Euro Banks Feeling Dollar Shortage --
From Tradetnt.com, Oct. 5, 2008
The dollar climbed against the Euro this week, but that climb may be very short lived. Leading central banks around the world are attempting to ease the shortage of dollars in the global money market during this last fiscal quarter of 2008, and if they are successful the dollars gains may very quickly unwind. Dollar assets in European banks are feeling the economic crisis as badly as the assets held by American banks, thanks to the mortgage crisis which set the snowball rolling.
Investors have been shifting their routine and are starting to go for ‘safe-haven’ investments which have made a mess out of the economic landscape and difficult for strategists to come up with any long-term foreign exchange prediction – fallout or otherwise. But when analysts take a look at European banks’ balance sheets and liability management records for the end of 2008’s third quarter, they are discovering a very revealing pattern across the board. “The big problem in the banking system is a shortage of dollars — so when funding issues get tight, the dollar goes up, and when they ease, the dollar retreats,” said Joe Prendergast, Currency Investment Advisor at Credit Suisse in Zurich.
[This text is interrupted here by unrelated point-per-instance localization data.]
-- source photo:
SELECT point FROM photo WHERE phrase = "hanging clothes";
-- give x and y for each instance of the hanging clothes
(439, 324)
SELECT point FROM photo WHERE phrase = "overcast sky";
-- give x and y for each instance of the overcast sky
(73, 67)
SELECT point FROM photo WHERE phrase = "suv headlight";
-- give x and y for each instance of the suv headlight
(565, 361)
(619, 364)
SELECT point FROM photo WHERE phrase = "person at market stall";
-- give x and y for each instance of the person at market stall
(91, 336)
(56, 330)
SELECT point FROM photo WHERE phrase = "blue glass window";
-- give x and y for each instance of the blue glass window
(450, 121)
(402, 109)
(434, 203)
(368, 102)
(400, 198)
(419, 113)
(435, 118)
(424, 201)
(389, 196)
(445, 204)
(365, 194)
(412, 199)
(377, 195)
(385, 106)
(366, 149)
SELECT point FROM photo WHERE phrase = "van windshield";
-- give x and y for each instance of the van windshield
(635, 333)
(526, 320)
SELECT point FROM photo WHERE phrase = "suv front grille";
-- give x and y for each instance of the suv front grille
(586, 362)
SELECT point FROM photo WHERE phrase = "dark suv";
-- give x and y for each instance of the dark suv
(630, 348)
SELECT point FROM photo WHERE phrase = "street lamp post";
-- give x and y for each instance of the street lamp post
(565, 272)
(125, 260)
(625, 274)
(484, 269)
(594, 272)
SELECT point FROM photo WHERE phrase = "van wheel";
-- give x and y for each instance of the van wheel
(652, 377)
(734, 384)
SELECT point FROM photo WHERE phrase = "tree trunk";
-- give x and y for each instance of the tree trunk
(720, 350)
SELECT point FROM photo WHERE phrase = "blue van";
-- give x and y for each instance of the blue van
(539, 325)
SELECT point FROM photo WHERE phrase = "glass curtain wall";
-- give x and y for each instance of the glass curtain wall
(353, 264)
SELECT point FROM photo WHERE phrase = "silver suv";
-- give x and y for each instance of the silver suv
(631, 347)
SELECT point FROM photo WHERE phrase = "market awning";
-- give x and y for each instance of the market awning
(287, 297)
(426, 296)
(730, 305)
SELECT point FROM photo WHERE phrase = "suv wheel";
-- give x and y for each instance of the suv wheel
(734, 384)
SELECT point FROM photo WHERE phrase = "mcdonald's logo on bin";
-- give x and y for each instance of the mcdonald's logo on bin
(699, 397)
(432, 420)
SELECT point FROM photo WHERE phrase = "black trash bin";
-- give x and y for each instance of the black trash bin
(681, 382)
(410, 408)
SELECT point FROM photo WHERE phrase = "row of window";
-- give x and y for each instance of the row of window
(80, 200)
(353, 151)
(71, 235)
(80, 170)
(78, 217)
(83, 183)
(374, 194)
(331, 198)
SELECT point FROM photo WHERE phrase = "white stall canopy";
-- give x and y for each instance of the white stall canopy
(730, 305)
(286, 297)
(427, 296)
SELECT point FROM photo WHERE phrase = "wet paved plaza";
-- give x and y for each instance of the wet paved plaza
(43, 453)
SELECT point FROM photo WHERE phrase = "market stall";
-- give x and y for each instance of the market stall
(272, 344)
The third quarter came to a close on Tuesday, and the dollar racked up its biggest one day gain since the Euro was launched in 1999. The move happened thanks to the European banking system realizing just how exposed they were to problems and recognizing that interest rates would need to drop quickly soon. They also know that the US government is in the process of developing a comprehensive solution.
Analysts are arguing over whether or not the surge was due to the fact that there is a severe shortage of American dollars in Europe which has led to freezing interbank lending, banks having sudden liquidity problems, and a doubling of the swap line for the dollar. Borrowing rates soared of the Fed’s 2% overnight and the dollar recouped the 5% it had lost to the Euro when Lehman Brothers filed for bankruptcy.
“If people can’t fund themselves through the money market or swaps, they have to go out and buy dollars. That’s what we’ve descended into,” said Gerrard Katz, the head of North Asia currency trading at Standard Chartered in Hong Kong. Official dollar rates were more than three points lower than the European Central Banks’ and the rates almost halved to 3.79% since the end of the third quarter and the beginning of the fourth.
There is no way of knowing how long this raw flow of money will influence the exchange rate or for how long. “Central action to provide large scale dollar liquidity may help markets, but takes away one important source of dollar support as the dollar funding squeeze eases,” said Prendergast at Credit Suisse. “We recommend investors consider using current levels to position for a return of significant dollar weakness.”